"Well, then, Satan is always lying in wait for us, like a wolf lurking near the sheep. One who trusts only in his own powers and his own opinion is like a sheep that strays from the fold. The wolf surely waits his opportunity, and, unless God perform a miracle, that sheep is lost."
Johannes felt the fear strike to his heart, and he could not speak.
"We first notice the approach of this wolf by a terrible sensation. That is God's warning to us. That feeling is doubt. Have you ever known what it was to doubt, Johannes?"
Johannes, with clenched fists and compressed lips, nodded in quick and utter dismay. Yes, yes, yes! He had known what it was to doubt.
"I thought so," said Father Canisius, calmly. "It is a fearful feeling, is it not?" Raising his voice, he proceeded: "It is like the sound of howling wolves in the distance—to the wandering sheep. Let it not be in vain that you are warned, Johannes."

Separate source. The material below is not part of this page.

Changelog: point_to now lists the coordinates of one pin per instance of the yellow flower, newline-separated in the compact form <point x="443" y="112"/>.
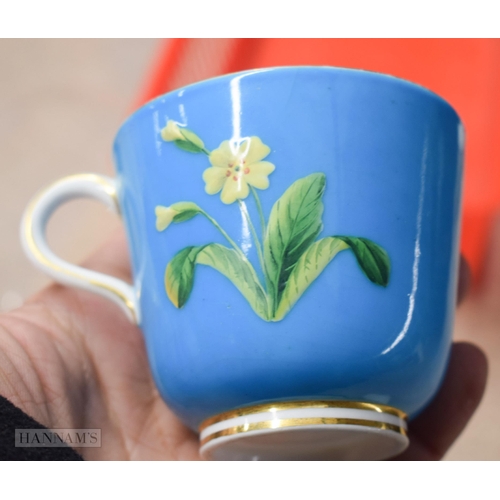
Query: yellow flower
<point x="171" y="132"/>
<point x="164" y="217"/>
<point x="235" y="166"/>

After a pause he continued:
"Doubt itself is a sin. He who doubts is on an inclined plane that slopes toward a fall. Have you ever heard of the hideous octopus, Johannes—that soft sea-monster with the huge eyes, and eight long arms full of suckers which, one by one, he winds around the limbs of a swimmer, before dragging him down to the deeps? You have? Well, Satan is such an octopus. Unnoticed, he reaches out his long arms, and twines them about your limbs—holding them fast with his suckers until he can stab his sharp beak into your heart. Doubt is not only a warning but positive proof that Satan has already gripped you. It is the beginning of his power. The end is everlasting pain and damnation."
Johannes raised his head and looked at the priest, who was watching the effect of his words.
In spite of his distress there was suddenly aroused in Johannes a feeling of resistance. He felt that an effort was being made to frighten him; and even if he was but a stripling he would not allow that.
"My Father does not condemn those who err in good faith," said he.